-2

Is there an appropriate way to do R style logistic regression where I avoid using loops, but I can have multiple regressions for each level in a particular factor?

For example, assume df is 365 daily rows with a binary to say whether or not it rained:

multifactorglm(x){
  glm(rained ~ temp + humidity, data=x, family="binomial")
}
tapply(df, month, multifactorglm)

This won't run in R with the following message...

Error: unexpected '{' in "multifactorglm(x){"
>   glm(rained ~ temp + humidity, data=x, family="binomial")
Error in eval(predvars, data, env) : 
  numeric 'envir' arg not of length one
> }
Error: unexpected '}' in "}"
> 

I would like to have as a result a vector of 12 glm regressions, but I don't want to use a loop.

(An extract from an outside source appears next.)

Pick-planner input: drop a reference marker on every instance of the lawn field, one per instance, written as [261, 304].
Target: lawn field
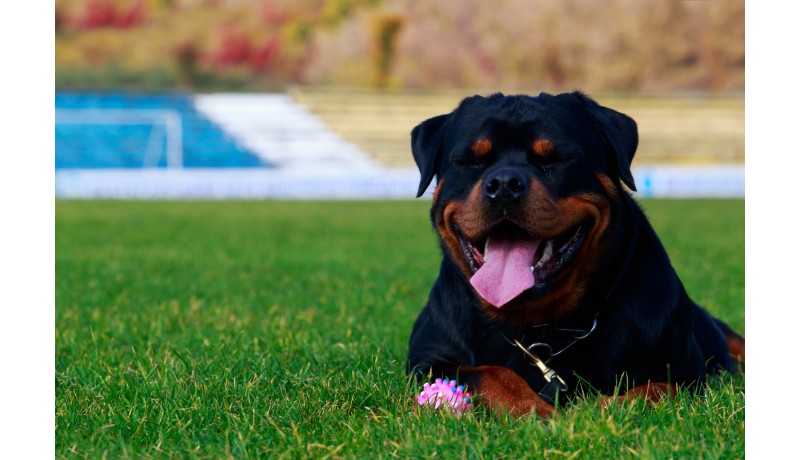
[279, 330]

What do I do?

JoeBass
  • 519
  • 7
  • 18
  • 2
    this looks more like a typo. Could you please provide a reproducible example? Also ... see `lme4::lmList` (which does GLMs as well as linear models) – Ben Bolker May 06 '15 at 16:33
  • Agree the error message suggests a typo. `tapply` is a disguised loop. If there is no compelling reason, such as a homework problem specification, then just use the direct and equally efficient `for` loop passing the month value and using the subset argument to `glm`. I can think of an entirely loopless method using 'month' as an interaction with the other variables but interpreting the output will seem a tad Baroque. If you want a vector or matrix, you will need to extract the coefficients because the result of `glm` is a list. – IRTFM May 06 '15 at 16:36

1 Answers1

3

I think the error is caused by failing to understand R's syntax to define a function (and a further error in not knowing that column names such as "month" are not available as global variables. Try instead:

multifactorglm <- function(x){
  glm(rained ~ temp + humidity, data=x, family="binomial")
}
do.call(rbind, do(df, df$month, multifactorglm) )

If you really wanted an entirely numeric result it might be:

multifactorglm<- function(x){
  coef( glm(rained ~ temp + humidity, data=x, family="binomial") )
}
do.call( rbind, do(df, df$month, multifactorglm) )

...Which I think will be a matrix with 3 columns (Intercept and two parameter columns) ... although it's untested in the absence of data. Looking at my first effort I realized tht tapply will not split dataframes properly. You probably need to use either lapply (split(df, df$month) ,multifactorglm) or the do function which internally uses tapply on the rownames.

IRTFM
  • 258,963
  • 21
  • 364
  • 487